Setiap kita pastinya selalu berharap dan bermohon kepada Allah SWT, saatnya nanti akan bertemu dan berjumpa dengan pendamping hidup kita, yang akan menjadi pemimpin atau ratu dalam rumah tangga. Harapan dari pasangan yang akan menuju ke pelaminan, yaitu agar dapat membentuk sebuah keluarga yang bahagia, sakinah mawaddah warrahmah (Samara).

Islam telah menjadikan “pernikahan” sebagai sarana untuk memadu kasih sayang diantara dua jenis manusia. Hanya dengan jalan pernikahan, maka akan lahir keturunan secara terhormat. Karenanya, merupakan hal yang wajar jika pernikahan itu dikatakan sebagai suatu peristiwa yang sangat diharapkan oleh mereka yang ingin menjaga kesucian fitrahnya sebagai manusia.

Tentu saja hal itu tidak akan berjalan dengan baik manakala persiapan menuju pernikahan sangatlah minim kita lakukan. Lalu, apa saja yang harus kita persiapkan menjelang dan menuju pernikahan.

Bagi seorang calon pengantin (pria-wanita) pastinya harus mengetahui pentingnya ibadah pernikahan agar dapat bersanding dengan seorang wanita shalihah atau lelaki shalih dalam sebuah ikatan suci bernama pernikahan.
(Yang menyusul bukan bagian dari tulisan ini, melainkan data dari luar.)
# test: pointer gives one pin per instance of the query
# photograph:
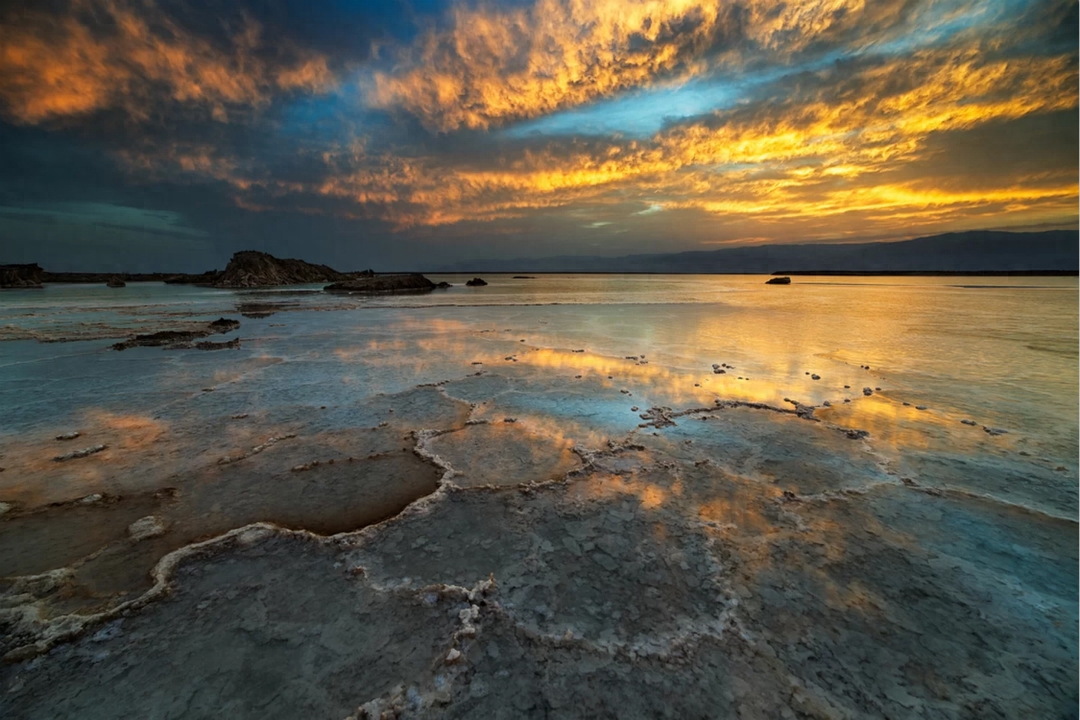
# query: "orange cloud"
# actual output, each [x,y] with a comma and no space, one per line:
[56,66]
[496,65]
[832,148]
Pernikahan menuju rumah tangga yang sakinah mawaddah warrahmah (Samara) tidak akan tercipta dan terjadi ‘sim-salabim’ begitu saja, melainkan dibutuhkan persiapan-persiapan secara memadai sebelum seorang muslim dan muslimah melangkah memasuki gerbang pernikahan.

Karena itu, seorang calon pengantin (pria-wanita) minimal harus mengetahui secara mendalam tentang berbagai hal yang berhubungan dengan persiapan-persiapan jelang pernikahan, antara lain:

Pertama, persiapan moral (spiritual), yaitu kematangan visi keislaman. Setiap calon pengantin wanita, pasti punya keinginan, jika suatu hari nanti akan dipinang oleh seorang pria shalih, begitu pula sebaliknya, seorang pria mendambakan bertemu pasangan wanita shalihah.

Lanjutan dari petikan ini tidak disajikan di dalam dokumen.